Professor Jinhong DU

Assistant Professor
HKU Musketeers Foundation Institute of Data Science and Department of Statistics and Actuarial Science, School of Computing and Data Science

Professor Jinhong Du is an HKU-100 Assistant Professor at the University of Hong Kong, beginning in Fall 2025. He holds joint appointments in the HKU Musketeers Foundation Institute of Data Science, and the Department of Statistics and Actuarial Science, School of Computing and Data Science.
His research bridges statistical theory and high-impact applications, focusing on causal inference, interpretable machine learning, high-dimensional statistics, and statistical genomics. Dr. Du’s work has been published in leading venues across multiple disciplines, including premier statistics journals like the Journal of the American Statistical Association and the Journal of the Royal Statistical Society, Series B, top machine learning conferences like NeurIPS and ICML, and prominent scientific journals such as the Proceedings of the National Academy of Sciences.
He earned his Ph.D. in Statistics and Machine Learning from Carnegie Mellon University, an M.S. in Statistics from the University of Chicago, and a B.S. in Statistics from Sun Yat-sen University.

Course Description

This course introduces modern causal inference from statistical, machine learning, and computational perspectives. Students will learn how to formulate causal questions, identify causal effects under explicit assumptions, and develop statistically principled and computationally scalable methods for estimation and inference from observational and experimental data.
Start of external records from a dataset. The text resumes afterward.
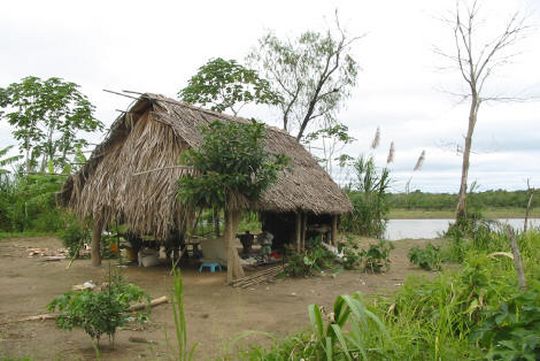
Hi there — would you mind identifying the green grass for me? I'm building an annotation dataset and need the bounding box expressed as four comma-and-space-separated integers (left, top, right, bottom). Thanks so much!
388, 208, 540, 219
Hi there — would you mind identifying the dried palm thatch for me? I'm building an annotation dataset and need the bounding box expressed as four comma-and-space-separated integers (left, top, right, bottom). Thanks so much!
59, 94, 351, 238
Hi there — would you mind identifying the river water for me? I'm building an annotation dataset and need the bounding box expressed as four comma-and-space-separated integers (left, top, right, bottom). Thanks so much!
385, 218, 540, 241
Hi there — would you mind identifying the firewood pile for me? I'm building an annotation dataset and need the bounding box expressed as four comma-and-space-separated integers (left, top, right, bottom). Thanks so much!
231, 264, 283, 288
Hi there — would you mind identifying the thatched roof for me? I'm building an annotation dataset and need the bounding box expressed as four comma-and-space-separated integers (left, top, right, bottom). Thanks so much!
60, 94, 351, 236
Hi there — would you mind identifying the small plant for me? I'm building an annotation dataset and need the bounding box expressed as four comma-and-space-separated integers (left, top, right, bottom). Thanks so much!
284, 244, 335, 277
48, 274, 148, 349
173, 269, 197, 361
308, 292, 387, 360
361, 240, 394, 273
341, 244, 362, 270
409, 243, 442, 271
473, 289, 540, 361
60, 217, 90, 258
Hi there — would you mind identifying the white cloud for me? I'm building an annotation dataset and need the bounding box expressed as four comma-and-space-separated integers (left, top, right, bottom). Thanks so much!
0, 0, 540, 191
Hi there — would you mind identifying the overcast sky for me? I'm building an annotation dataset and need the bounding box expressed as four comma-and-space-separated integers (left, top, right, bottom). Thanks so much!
0, 0, 540, 192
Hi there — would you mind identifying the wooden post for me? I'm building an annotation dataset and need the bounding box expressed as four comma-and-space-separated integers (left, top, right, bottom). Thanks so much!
90, 219, 103, 266
224, 209, 244, 284
330, 214, 337, 246
295, 212, 302, 252
300, 213, 307, 251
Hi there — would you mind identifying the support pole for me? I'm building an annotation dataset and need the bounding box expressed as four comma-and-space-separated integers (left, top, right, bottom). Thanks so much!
330, 214, 338, 246
90, 219, 103, 266
300, 213, 307, 251
295, 212, 302, 252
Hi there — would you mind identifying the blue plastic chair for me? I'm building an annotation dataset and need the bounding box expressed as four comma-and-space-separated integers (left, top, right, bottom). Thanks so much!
199, 262, 222, 272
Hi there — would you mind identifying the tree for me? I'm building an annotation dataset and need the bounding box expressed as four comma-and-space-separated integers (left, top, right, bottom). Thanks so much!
248, 13, 358, 141
178, 120, 288, 282
342, 155, 391, 238
0, 145, 21, 176
0, 76, 103, 172
440, 1, 528, 221
178, 58, 280, 116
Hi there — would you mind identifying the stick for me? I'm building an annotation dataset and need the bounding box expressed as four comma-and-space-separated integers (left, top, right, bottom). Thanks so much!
129, 296, 169, 312
506, 226, 527, 290
523, 179, 534, 233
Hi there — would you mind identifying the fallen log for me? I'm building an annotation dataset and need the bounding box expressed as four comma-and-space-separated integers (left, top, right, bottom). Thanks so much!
231, 265, 283, 288
0, 296, 169, 325
129, 296, 169, 312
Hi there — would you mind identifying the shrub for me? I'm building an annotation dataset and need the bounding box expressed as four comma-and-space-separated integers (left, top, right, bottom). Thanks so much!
60, 217, 90, 258
360, 240, 394, 273
284, 244, 335, 277
48, 274, 148, 347
341, 156, 390, 237
408, 243, 442, 271
473, 288, 540, 361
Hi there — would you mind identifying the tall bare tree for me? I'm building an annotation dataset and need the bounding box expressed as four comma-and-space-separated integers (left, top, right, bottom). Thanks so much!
439, 0, 528, 220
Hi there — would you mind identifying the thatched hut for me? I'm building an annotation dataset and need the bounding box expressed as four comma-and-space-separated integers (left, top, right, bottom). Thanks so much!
60, 94, 351, 264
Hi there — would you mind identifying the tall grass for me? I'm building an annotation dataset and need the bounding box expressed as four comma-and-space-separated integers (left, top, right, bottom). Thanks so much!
229, 230, 540, 361
173, 269, 197, 361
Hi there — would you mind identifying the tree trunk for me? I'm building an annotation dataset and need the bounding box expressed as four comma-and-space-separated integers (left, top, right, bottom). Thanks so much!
90, 219, 103, 266
224, 209, 244, 283
507, 226, 527, 290
212, 208, 220, 237
456, 95, 480, 222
The course combines classical statistical foundations with modern machine learning tools, including double machine learning, high-dimensional modeling, and heterogeneous treatment effect estimation, to prepare students for research in causal methodology and data-rich scientific applications.

Prerequisites 

Basic knowledge of probability, linear regression, and machine learning, and programming in Python or R will be required. Tutorials on probability, semiparametric inference, regression and optimization related to the course will be offered.